If a towing service wants to be available to tow vehicle that has broken down, what length of the motor way would they have to patrol to have a probability of 0.75 of being close to at least one breakdown.
Confusion
Since we are given the average (0.2) intuitively it almost feels like I can do this
$$ \frac{0.75}{0.2} . 1 = 3.75km$$
as if we double the amount of kilometres then we double the probability. We can't and I don't understand why. Because it seems like a rectangular distribution where the probability is the same throughout each kilometre.

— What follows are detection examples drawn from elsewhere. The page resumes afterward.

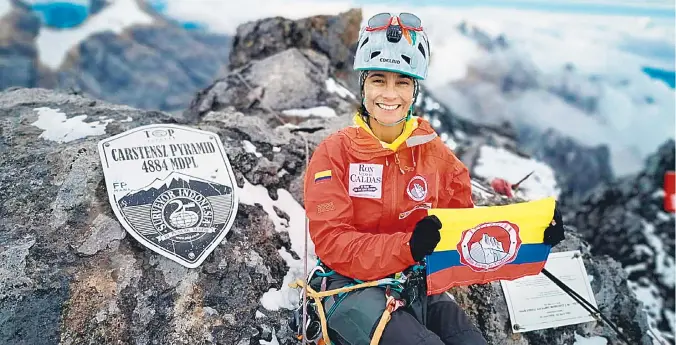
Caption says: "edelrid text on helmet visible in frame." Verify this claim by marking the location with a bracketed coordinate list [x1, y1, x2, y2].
[380, 58, 401, 65]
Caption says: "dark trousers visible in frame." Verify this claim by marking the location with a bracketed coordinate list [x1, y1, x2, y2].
[324, 275, 487, 345]
[380, 293, 487, 345]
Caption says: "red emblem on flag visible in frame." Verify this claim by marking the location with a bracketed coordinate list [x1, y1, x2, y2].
[664, 171, 676, 213]
[457, 221, 521, 272]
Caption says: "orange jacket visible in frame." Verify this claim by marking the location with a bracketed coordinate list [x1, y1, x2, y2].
[304, 115, 474, 280]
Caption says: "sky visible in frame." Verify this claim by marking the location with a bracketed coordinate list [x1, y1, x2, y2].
[0, 0, 676, 175]
[348, 0, 674, 19]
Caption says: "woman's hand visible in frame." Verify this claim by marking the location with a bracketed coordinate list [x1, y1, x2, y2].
[542, 206, 565, 247]
[409, 216, 441, 261]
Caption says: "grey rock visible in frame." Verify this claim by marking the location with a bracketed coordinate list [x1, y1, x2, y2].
[185, 48, 356, 124]
[518, 127, 614, 205]
[230, 9, 362, 82]
[0, 237, 35, 300]
[77, 215, 126, 255]
[58, 26, 229, 111]
[565, 140, 676, 342]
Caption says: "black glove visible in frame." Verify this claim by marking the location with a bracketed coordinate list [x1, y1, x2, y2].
[409, 216, 441, 261]
[542, 206, 564, 247]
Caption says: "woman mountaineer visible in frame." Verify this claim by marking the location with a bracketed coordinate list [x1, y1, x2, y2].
[304, 13, 563, 345]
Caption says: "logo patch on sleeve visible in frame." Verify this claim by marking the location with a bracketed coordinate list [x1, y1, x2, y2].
[315, 170, 331, 183]
[349, 163, 383, 199]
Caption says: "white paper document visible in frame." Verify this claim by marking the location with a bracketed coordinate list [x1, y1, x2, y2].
[500, 250, 597, 333]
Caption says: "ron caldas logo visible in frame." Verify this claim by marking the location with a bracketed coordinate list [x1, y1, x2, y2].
[457, 221, 521, 272]
[99, 125, 238, 268]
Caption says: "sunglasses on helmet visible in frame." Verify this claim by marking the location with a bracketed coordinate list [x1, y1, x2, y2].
[366, 12, 422, 31]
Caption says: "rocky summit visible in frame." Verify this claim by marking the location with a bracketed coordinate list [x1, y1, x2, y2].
[0, 4, 674, 345]
[0, 43, 651, 345]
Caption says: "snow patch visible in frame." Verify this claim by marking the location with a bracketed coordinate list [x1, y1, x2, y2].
[0, 0, 12, 18]
[239, 179, 317, 310]
[35, 0, 153, 69]
[573, 333, 608, 345]
[282, 106, 336, 117]
[31, 107, 114, 143]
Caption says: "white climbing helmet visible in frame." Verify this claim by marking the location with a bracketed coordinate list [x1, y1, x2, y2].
[354, 13, 430, 79]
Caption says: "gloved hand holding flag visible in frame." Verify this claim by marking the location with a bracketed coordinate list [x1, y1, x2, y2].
[426, 198, 563, 295]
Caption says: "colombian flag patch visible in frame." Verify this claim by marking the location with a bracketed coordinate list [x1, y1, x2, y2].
[315, 170, 331, 183]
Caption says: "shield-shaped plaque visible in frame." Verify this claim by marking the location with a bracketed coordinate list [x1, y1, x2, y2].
[99, 124, 238, 268]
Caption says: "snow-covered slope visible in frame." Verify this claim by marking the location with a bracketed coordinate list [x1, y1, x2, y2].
[7, 0, 675, 175]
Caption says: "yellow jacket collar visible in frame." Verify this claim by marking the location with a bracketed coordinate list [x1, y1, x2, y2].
[354, 113, 418, 152]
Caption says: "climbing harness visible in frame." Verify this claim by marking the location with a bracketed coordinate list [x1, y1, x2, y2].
[289, 261, 425, 345]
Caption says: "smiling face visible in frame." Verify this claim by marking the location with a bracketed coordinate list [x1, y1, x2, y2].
[364, 71, 415, 125]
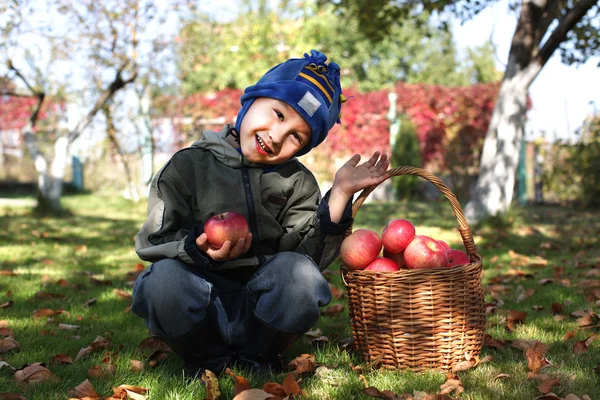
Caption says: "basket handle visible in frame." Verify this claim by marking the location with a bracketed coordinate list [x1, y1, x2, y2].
[346, 166, 481, 261]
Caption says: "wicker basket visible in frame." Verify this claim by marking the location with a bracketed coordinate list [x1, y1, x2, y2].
[341, 167, 485, 371]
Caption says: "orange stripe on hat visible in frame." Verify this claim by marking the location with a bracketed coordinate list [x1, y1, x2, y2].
[298, 72, 333, 104]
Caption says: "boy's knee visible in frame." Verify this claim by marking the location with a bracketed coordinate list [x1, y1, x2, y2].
[131, 259, 211, 337]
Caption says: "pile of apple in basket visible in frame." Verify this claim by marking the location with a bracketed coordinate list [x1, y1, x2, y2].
[340, 219, 471, 271]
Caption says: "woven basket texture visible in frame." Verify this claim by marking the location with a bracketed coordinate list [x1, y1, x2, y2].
[341, 167, 485, 371]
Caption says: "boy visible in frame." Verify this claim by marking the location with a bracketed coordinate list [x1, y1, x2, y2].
[131, 50, 389, 375]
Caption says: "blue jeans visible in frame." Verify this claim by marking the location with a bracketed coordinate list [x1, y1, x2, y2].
[131, 252, 331, 347]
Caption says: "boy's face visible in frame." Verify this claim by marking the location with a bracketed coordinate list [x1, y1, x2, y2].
[240, 97, 311, 164]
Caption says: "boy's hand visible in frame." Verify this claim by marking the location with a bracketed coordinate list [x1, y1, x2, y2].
[333, 151, 390, 199]
[196, 233, 252, 261]
[329, 151, 390, 223]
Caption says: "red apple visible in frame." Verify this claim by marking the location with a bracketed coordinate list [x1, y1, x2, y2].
[383, 248, 406, 268]
[438, 240, 450, 251]
[204, 211, 250, 248]
[340, 229, 381, 269]
[446, 249, 471, 268]
[404, 235, 448, 269]
[365, 257, 400, 271]
[381, 219, 415, 253]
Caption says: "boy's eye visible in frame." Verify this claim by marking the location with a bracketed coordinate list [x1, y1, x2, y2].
[293, 132, 302, 144]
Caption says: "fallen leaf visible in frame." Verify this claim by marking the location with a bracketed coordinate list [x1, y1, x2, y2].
[287, 354, 316, 374]
[69, 379, 100, 399]
[202, 369, 221, 400]
[0, 300, 15, 308]
[14, 362, 58, 383]
[107, 385, 148, 400]
[50, 354, 73, 365]
[321, 304, 344, 317]
[129, 360, 144, 373]
[233, 389, 273, 400]
[439, 379, 465, 394]
[0, 336, 21, 354]
[83, 297, 98, 308]
[33, 308, 69, 318]
[506, 310, 527, 332]
[362, 386, 398, 400]
[0, 393, 27, 400]
[225, 368, 251, 395]
[525, 341, 551, 374]
[113, 289, 133, 300]
[263, 382, 287, 397]
[281, 374, 302, 396]
[537, 377, 560, 394]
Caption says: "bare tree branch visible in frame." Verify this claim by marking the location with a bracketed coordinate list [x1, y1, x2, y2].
[536, 0, 598, 65]
[69, 62, 138, 143]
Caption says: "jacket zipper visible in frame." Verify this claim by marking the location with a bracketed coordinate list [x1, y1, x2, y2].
[242, 167, 265, 264]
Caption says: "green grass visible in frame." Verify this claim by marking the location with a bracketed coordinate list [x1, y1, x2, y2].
[0, 195, 600, 400]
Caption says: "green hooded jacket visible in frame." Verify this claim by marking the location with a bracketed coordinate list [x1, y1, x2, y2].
[135, 125, 352, 275]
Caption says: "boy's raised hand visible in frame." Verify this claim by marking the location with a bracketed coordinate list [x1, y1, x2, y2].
[333, 151, 390, 197]
[329, 151, 390, 223]
[196, 233, 252, 261]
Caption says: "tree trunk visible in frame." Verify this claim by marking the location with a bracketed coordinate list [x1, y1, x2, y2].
[465, 61, 542, 224]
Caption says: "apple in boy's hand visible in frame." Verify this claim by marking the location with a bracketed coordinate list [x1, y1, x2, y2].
[446, 249, 471, 268]
[381, 219, 415, 253]
[438, 240, 450, 251]
[204, 211, 250, 248]
[383, 247, 406, 268]
[340, 229, 382, 269]
[404, 235, 448, 269]
[365, 257, 400, 271]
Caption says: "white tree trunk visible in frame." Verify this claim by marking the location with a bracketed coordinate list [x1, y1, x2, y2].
[464, 60, 542, 224]
[46, 135, 69, 211]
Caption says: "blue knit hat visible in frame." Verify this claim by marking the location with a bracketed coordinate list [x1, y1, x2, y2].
[235, 50, 345, 156]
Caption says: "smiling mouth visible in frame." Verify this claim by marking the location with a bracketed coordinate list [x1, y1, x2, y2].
[256, 135, 273, 154]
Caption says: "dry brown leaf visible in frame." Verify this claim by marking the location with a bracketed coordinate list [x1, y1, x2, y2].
[0, 393, 27, 400]
[506, 310, 527, 332]
[452, 360, 476, 373]
[113, 289, 133, 300]
[263, 382, 287, 397]
[33, 308, 69, 318]
[50, 354, 73, 365]
[537, 377, 560, 394]
[525, 341, 551, 374]
[233, 389, 272, 400]
[14, 362, 59, 383]
[321, 304, 344, 317]
[0, 336, 21, 354]
[33, 290, 67, 300]
[106, 385, 148, 400]
[483, 333, 506, 349]
[138, 337, 172, 352]
[287, 354, 316, 374]
[83, 297, 98, 308]
[202, 369, 221, 400]
[225, 368, 251, 395]
[281, 374, 302, 396]
[69, 379, 100, 399]
[129, 360, 144, 373]
[439, 379, 465, 394]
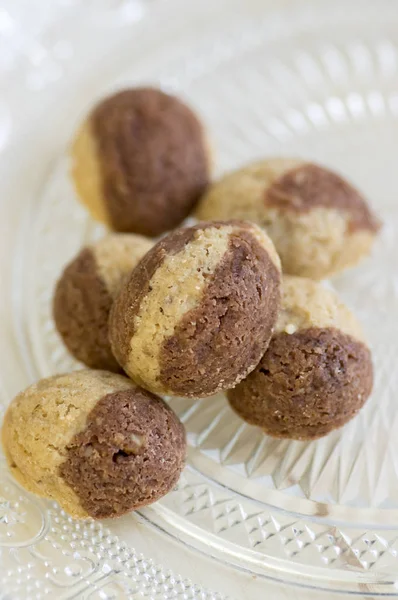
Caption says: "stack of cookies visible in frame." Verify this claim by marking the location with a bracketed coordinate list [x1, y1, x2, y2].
[3, 88, 380, 518]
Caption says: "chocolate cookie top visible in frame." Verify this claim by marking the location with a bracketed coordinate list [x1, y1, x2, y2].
[53, 234, 152, 372]
[110, 222, 280, 396]
[72, 88, 210, 236]
[228, 277, 373, 439]
[265, 163, 380, 233]
[197, 159, 380, 279]
[3, 371, 186, 518]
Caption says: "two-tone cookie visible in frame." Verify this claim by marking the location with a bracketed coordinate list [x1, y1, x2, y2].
[228, 277, 373, 440]
[71, 88, 210, 236]
[197, 159, 380, 279]
[109, 221, 280, 397]
[53, 234, 153, 372]
[2, 370, 186, 519]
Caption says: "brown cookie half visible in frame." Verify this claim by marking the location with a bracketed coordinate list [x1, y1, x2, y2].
[228, 277, 373, 440]
[3, 371, 186, 519]
[72, 88, 210, 236]
[110, 221, 280, 397]
[53, 234, 152, 372]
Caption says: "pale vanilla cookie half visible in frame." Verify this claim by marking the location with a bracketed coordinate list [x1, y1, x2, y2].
[71, 88, 211, 236]
[197, 159, 380, 279]
[228, 276, 373, 440]
[109, 221, 280, 397]
[2, 370, 186, 519]
[53, 233, 153, 372]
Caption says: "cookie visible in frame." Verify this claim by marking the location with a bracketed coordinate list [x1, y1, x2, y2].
[53, 234, 153, 372]
[197, 159, 380, 279]
[228, 277, 373, 440]
[2, 370, 186, 519]
[71, 88, 210, 236]
[109, 221, 280, 397]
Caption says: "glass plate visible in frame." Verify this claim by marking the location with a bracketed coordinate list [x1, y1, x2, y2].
[0, 0, 398, 598]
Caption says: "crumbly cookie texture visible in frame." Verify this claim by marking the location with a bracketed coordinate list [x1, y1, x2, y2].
[2, 370, 186, 518]
[109, 221, 280, 397]
[197, 159, 380, 279]
[228, 276, 373, 440]
[53, 233, 153, 372]
[71, 88, 211, 237]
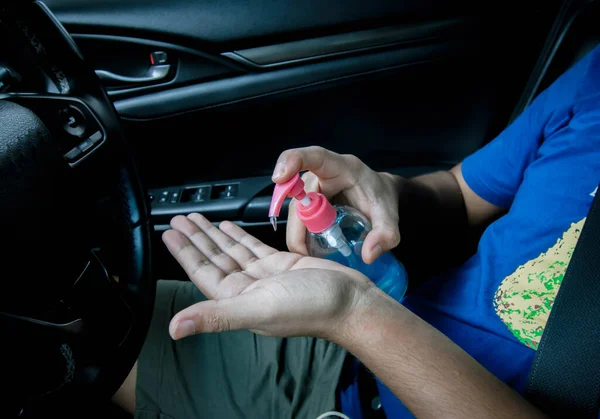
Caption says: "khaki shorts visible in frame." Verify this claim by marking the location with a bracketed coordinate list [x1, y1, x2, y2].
[135, 281, 347, 419]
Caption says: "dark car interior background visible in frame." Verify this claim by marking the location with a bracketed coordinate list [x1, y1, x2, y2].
[47, 0, 584, 284]
[0, 0, 600, 417]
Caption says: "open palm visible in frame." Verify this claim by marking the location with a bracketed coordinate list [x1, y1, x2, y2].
[163, 214, 371, 338]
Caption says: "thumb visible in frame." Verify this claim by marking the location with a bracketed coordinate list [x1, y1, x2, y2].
[362, 215, 400, 264]
[169, 291, 265, 340]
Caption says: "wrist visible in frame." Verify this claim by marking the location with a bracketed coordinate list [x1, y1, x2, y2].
[329, 283, 404, 352]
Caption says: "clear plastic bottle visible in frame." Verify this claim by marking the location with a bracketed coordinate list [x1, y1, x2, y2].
[269, 174, 408, 302]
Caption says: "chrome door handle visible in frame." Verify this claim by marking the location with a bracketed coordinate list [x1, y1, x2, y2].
[96, 64, 171, 83]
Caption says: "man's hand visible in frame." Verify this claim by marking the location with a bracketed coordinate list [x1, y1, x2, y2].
[273, 147, 402, 263]
[163, 214, 377, 340]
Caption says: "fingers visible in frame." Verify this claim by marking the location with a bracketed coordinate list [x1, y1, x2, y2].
[362, 208, 400, 263]
[273, 147, 364, 194]
[219, 221, 277, 263]
[171, 214, 243, 274]
[162, 230, 225, 298]
[169, 291, 266, 339]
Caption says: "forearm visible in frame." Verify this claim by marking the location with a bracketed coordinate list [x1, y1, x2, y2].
[334, 292, 544, 418]
[394, 171, 473, 285]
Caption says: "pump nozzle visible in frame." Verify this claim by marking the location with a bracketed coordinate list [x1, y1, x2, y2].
[269, 173, 310, 231]
[269, 173, 336, 233]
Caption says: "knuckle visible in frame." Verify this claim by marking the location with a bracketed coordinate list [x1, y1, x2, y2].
[205, 314, 231, 333]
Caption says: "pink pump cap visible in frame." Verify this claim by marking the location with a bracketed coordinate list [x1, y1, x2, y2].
[269, 173, 337, 233]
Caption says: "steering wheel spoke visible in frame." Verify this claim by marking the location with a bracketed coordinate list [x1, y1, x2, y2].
[0, 93, 107, 168]
[0, 1, 155, 417]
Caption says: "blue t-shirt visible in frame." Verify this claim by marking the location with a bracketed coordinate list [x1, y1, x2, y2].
[340, 47, 600, 419]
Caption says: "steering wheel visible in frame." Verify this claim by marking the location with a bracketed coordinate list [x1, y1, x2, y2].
[0, 1, 155, 417]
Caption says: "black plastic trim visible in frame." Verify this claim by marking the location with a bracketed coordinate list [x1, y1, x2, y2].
[115, 38, 481, 120]
[222, 18, 474, 69]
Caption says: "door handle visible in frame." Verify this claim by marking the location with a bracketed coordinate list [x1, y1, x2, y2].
[96, 64, 171, 84]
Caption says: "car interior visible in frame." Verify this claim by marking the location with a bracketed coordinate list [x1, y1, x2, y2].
[0, 0, 600, 417]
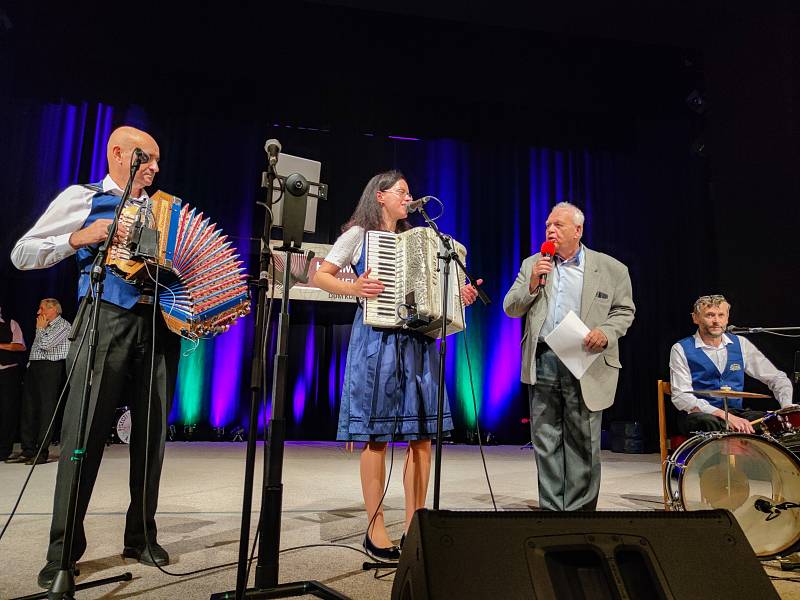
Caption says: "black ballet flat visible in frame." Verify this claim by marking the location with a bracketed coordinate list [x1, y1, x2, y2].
[363, 534, 400, 560]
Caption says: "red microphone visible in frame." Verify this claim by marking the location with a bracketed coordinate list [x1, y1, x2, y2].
[539, 240, 556, 287]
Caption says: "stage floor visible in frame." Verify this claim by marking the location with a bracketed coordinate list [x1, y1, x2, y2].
[0, 442, 800, 599]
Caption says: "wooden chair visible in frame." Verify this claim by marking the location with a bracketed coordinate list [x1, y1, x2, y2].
[658, 379, 672, 510]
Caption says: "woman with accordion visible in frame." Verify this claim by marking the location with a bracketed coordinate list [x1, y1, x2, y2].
[314, 171, 477, 560]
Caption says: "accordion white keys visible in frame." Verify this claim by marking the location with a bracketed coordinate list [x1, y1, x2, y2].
[363, 227, 467, 338]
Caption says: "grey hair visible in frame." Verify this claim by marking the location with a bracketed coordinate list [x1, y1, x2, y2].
[41, 298, 61, 314]
[550, 202, 586, 225]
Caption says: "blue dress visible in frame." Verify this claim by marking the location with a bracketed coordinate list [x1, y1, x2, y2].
[336, 239, 453, 442]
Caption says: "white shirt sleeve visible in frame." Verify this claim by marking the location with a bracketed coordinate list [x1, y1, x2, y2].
[669, 344, 717, 414]
[10, 319, 27, 350]
[11, 185, 95, 271]
[325, 226, 364, 275]
[739, 336, 793, 408]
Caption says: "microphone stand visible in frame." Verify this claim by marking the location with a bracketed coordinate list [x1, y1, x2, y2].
[44, 153, 142, 600]
[417, 205, 491, 510]
[725, 325, 800, 335]
[211, 161, 340, 600]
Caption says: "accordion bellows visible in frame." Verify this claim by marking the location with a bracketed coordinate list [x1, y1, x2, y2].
[363, 227, 467, 339]
[107, 191, 250, 338]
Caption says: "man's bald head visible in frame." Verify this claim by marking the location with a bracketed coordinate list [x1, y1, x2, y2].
[106, 125, 161, 198]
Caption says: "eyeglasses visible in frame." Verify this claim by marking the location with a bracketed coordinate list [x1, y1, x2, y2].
[694, 294, 730, 311]
[383, 188, 414, 200]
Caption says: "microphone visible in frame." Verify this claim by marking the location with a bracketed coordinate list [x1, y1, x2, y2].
[406, 196, 433, 213]
[133, 148, 150, 165]
[725, 325, 764, 334]
[539, 240, 556, 287]
[264, 139, 281, 167]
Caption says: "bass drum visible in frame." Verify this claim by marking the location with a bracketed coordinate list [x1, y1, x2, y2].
[664, 432, 800, 558]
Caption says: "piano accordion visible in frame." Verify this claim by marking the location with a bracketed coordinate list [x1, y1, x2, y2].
[106, 191, 250, 339]
[363, 227, 467, 339]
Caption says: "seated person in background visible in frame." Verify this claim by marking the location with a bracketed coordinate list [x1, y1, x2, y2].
[669, 296, 792, 435]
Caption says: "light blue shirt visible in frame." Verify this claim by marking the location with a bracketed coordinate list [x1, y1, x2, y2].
[539, 244, 586, 339]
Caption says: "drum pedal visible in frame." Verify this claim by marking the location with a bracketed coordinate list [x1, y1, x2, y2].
[778, 552, 800, 571]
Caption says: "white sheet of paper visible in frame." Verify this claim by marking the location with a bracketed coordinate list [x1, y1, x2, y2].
[544, 311, 601, 379]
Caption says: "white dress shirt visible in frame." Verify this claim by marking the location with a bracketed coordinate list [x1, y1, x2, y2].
[0, 315, 26, 371]
[539, 244, 586, 339]
[11, 175, 147, 271]
[325, 225, 364, 269]
[669, 333, 792, 414]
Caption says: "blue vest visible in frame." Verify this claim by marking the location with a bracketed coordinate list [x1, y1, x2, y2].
[75, 181, 140, 308]
[678, 334, 744, 409]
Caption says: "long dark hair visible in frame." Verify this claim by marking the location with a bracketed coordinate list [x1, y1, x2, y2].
[342, 170, 411, 233]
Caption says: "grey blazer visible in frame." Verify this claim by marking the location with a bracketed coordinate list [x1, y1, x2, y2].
[503, 246, 636, 410]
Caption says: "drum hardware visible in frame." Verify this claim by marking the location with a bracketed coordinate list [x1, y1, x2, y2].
[689, 386, 772, 431]
[753, 498, 800, 521]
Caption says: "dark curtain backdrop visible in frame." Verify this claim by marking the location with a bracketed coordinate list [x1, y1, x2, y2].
[0, 3, 798, 442]
[0, 95, 752, 442]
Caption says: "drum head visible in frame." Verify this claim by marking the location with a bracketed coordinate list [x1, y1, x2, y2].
[680, 433, 800, 557]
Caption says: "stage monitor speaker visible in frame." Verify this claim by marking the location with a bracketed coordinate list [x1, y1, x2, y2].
[392, 509, 778, 600]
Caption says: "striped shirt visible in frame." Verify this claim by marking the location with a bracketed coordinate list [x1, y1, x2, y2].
[30, 315, 72, 360]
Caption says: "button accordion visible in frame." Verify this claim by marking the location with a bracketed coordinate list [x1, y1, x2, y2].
[106, 191, 250, 339]
[363, 227, 467, 338]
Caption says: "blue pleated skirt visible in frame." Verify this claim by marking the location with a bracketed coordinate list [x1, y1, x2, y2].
[336, 307, 453, 442]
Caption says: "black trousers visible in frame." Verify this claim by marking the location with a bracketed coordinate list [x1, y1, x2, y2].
[0, 366, 22, 460]
[47, 302, 180, 561]
[19, 360, 67, 458]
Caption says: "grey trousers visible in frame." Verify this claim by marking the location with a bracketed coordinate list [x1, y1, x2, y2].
[47, 302, 180, 561]
[529, 349, 603, 510]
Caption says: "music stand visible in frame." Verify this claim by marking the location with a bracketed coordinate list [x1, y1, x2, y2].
[211, 166, 340, 600]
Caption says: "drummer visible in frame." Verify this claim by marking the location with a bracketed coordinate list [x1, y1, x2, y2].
[669, 295, 792, 435]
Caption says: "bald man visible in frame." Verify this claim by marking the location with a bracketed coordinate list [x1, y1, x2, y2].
[11, 127, 180, 588]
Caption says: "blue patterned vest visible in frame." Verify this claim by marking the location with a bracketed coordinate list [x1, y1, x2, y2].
[75, 181, 140, 308]
[678, 334, 744, 409]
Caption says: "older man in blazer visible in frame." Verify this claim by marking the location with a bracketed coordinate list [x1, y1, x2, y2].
[503, 202, 635, 510]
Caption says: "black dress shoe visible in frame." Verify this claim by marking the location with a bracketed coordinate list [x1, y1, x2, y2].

Another way to frame the question is to say that, on average, a towing service would need to patrol $5$ kilometers to see one breakdown. The random number of breakdowns $X$ observed in $k$ kilometers is modeled as a Poisson distribution with rate $\lambda = 0.2k$; that is to say, $$\Pr[X = x] = e^{-\lambda} \frac{\lambda^x}{x!}, \quad x = 0, 1, 2, \ldots.$$ So the probability of observing at least one breakdown in $k$ kilometers of patrolled road is $$\Pr[X \ge 1] = 1 - \Pr[X = 0] = 1 - e^{-\lambda} = 1 - e^{-0.2k}.$$ All that's left is to note that we want to find the smallest $k$ for which this probability is at least $0.75$; i.e., to solve $$1 - e^{-0.2k} = 0.75.$$
The reason why your solution doesn't work is because if $0.75$ were replaced with $1$, then it would mean that you would be guaranteed to find a breakdown within a $5$ kilometer patrol region. But this is not what the question stipulates. Rather, it simply says that on average, there is one breakdown in a given $5$ kilometer stretch of road.